That's the growing conclusion of various vendors as well.  We appear to 
be replacing the SAN fabric piece by piece, sucked along in the 
slipstream of "maybe this will work."  Which is fine, but it's taken a 
month thus far, and I'm refusing to use the SAN until the timeout errors 
stop.

>> 'vos remove' times on afflicted partitions were also affected, with 
>> increased time required to remove a volume.
>>
>> I don't know why the creation of .backup clones was not similarly 
>> affected.  For a given volume the create time/refresh time for a move 
>> clone or release clone might have been fifteen minutes, while the 
>> .backup clone created quickly and took only slightly longer than usual.
>
> The data is not copied for a .backup until the data actually changes.
>
So I should have seen the same cloning behavior if I'd used 'backup 
-force" (or whatever it is) or removed the .backup and then run vos 
backup.  I'll check my notes but don't recall documenting this.  Pretty 
sure I tried, pretty sure I saw what you'd expect.

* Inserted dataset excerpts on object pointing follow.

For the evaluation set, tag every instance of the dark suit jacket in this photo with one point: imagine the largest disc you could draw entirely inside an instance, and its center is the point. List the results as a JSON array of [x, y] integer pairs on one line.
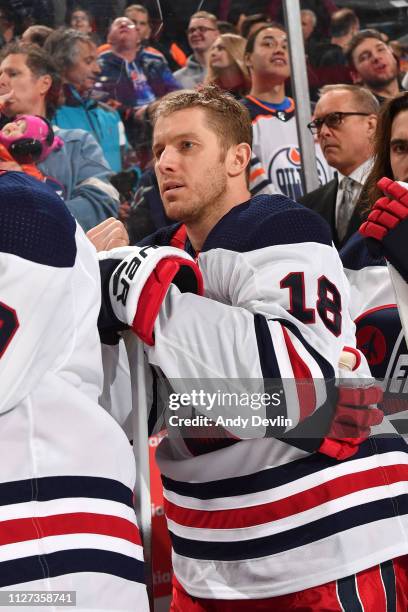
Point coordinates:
[[323, 201]]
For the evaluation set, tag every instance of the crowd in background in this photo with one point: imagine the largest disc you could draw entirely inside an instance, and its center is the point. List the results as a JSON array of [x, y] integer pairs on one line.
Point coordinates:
[[112, 61]]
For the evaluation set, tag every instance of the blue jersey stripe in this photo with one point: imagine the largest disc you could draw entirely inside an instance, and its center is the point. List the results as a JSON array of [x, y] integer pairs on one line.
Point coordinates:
[[268, 479], [59, 487], [347, 593], [291, 539], [64, 562]]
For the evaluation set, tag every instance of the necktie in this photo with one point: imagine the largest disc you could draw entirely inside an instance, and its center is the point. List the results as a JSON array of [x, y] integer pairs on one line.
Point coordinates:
[[346, 206]]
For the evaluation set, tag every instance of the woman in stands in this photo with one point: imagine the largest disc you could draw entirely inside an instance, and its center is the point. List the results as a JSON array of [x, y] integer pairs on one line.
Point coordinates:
[[384, 236], [226, 66]]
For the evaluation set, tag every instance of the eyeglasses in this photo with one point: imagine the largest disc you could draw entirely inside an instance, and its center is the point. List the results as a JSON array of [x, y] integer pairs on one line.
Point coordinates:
[[200, 29], [332, 120]]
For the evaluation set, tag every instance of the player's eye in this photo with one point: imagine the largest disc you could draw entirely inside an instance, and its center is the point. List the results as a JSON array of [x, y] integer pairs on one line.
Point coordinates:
[[400, 148]]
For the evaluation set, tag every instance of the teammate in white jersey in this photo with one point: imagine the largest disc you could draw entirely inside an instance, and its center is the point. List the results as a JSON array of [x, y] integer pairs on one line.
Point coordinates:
[[275, 139], [379, 333], [67, 472], [257, 522]]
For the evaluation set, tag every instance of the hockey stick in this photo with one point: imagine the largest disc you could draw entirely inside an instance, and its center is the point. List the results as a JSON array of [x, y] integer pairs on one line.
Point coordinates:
[[401, 297], [142, 497]]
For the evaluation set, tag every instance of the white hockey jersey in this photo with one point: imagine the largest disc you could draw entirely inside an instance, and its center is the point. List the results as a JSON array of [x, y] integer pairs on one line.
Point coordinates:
[[275, 144], [67, 472], [378, 326], [262, 517]]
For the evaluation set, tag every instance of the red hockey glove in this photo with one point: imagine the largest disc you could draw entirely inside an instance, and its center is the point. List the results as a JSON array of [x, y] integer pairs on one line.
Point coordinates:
[[138, 285], [386, 228], [388, 211], [353, 417]]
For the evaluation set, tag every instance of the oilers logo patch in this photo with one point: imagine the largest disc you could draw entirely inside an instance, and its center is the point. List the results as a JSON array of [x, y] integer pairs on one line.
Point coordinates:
[[285, 172]]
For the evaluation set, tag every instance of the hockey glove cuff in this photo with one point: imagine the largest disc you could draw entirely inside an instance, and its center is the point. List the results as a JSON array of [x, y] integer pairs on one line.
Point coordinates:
[[138, 285], [386, 228]]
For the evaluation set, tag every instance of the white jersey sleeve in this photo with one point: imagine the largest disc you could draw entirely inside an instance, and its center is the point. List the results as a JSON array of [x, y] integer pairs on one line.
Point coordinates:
[[276, 310], [37, 255]]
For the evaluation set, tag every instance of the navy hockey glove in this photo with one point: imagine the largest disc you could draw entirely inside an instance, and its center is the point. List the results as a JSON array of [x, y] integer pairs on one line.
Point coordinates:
[[135, 289], [386, 227]]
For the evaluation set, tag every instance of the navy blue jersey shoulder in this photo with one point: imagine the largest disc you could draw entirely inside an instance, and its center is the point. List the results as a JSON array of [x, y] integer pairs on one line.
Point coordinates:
[[356, 256], [161, 237], [35, 224], [265, 221]]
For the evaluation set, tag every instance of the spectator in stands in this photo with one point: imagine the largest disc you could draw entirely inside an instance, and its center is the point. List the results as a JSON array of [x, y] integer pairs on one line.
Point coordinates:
[[312, 43], [75, 57], [226, 67], [36, 35], [344, 25], [225, 27], [252, 23], [202, 32], [344, 121], [80, 20], [140, 16], [373, 64], [10, 24], [132, 75], [33, 86], [275, 140], [308, 23]]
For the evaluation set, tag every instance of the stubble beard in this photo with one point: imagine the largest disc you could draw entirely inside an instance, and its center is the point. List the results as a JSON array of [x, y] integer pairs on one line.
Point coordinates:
[[207, 199]]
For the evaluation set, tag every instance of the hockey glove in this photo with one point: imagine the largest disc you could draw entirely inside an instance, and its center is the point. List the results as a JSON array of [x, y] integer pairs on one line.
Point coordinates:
[[386, 227], [135, 289], [355, 413]]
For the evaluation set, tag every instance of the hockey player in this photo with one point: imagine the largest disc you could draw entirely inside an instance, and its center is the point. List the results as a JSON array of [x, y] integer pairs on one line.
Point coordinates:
[[67, 475], [373, 307], [275, 140], [256, 524]]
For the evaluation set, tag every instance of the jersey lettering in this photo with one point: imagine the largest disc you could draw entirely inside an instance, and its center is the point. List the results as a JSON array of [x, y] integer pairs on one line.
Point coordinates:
[[8, 326]]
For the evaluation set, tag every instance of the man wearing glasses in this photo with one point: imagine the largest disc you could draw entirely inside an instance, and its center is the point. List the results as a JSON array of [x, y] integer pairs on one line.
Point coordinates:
[[275, 139], [344, 123], [202, 31]]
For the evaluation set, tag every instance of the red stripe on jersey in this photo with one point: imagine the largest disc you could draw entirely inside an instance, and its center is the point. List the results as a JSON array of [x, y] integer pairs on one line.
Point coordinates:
[[34, 528], [179, 237], [288, 506], [367, 312], [303, 379]]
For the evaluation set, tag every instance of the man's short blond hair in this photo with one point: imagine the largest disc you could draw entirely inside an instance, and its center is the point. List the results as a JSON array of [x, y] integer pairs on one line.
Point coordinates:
[[226, 117], [205, 15], [365, 101]]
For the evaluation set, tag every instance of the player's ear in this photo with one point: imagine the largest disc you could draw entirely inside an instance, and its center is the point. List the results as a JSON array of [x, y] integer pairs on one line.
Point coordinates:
[[238, 157], [45, 82], [355, 77]]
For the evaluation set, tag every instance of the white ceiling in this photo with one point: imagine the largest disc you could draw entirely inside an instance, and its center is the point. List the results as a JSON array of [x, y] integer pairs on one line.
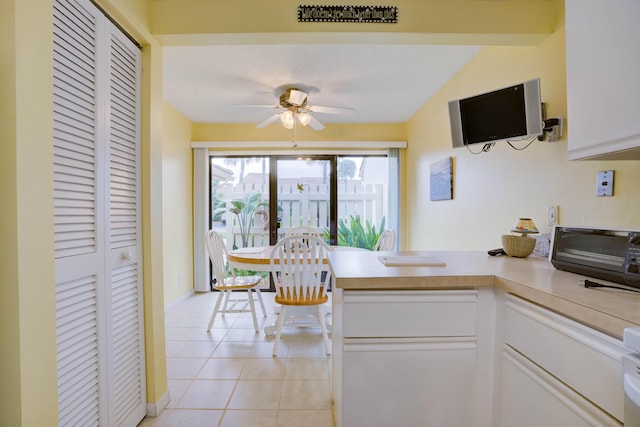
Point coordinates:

Is the code base for cloning then shared, as I speculated?   (If you 
know offhand.  I believe it is but haven't checked.)

>> With 'vos move' out of the picture I moved volumes with dump/restore, 
>> for volumes not frequently or recently updated, and dump/restore 
>> followed by use of a synchronization tool, Unison, to create a new RW 
>> volume, followed by changing the mount point to point to the name of 
>> the new volume, followed by waiting until the previous RW volume no 
>> longer showed any updates for a few days.
>>
>> (If anyone is interested in Unison let me know.  I'm thinking of 
>> talking about it at Best Practices this year.)
>
> The deadline for submissions is approaching fast.  Please submit your
> talk.
>
Blzorp!  Thanks.  Completely forgot.
>> The USP continues to spew SCSI command timeouts.
>
> Bad controller?  Bad cable?  Bad disk?
>
> SCSI command timeouts are at a level far below AFS.  If an AFS service
> requests a disk operation and that operation results in SCSI command
> timeouts, there is something seriously wrong somewhere between the
> SCSI controller and the disk.
>
> No wonder you are getting lousy performance.
>
No kidding.  It's been miserable trying to support AFS with unstable 
storage.

>> I'm seeing SCSI command timeouts and UFS log timeouts (on vice 
>> partitions using the SAN for storage) on LUNS used for vicep's on the 
>> Hitachi USP, and was seeing them also on the 9585 until a recent 
>> configuration change.
>
> UFS log timeouts are more evidence that the problem is somewhere
> between UFS and the disk.
>
>> At first I thought this was load related, so wrote scripts to 
>> generate a goodly load.  It turns out that even with a one second 
>> sleep between file create/write/close operations and between rm 
>> operations the SCSI command timeouts still occur, and that it's not 
>> load but simply activity that turns up the timeouts.
>
> And I bet the SAN admins are telling you that there is nothing wrong.
> They are badly mistaken.
>
LOL!  They're telling me that they're only seeing this issues on AFS 
file servers.  (Except for a 'few instances' elsewhere, so "AFS 
obviously has a problem.")

Thanks Jeff.

More fuel for looking at the SAN.

Kim

>
> Jeffrey Altman
>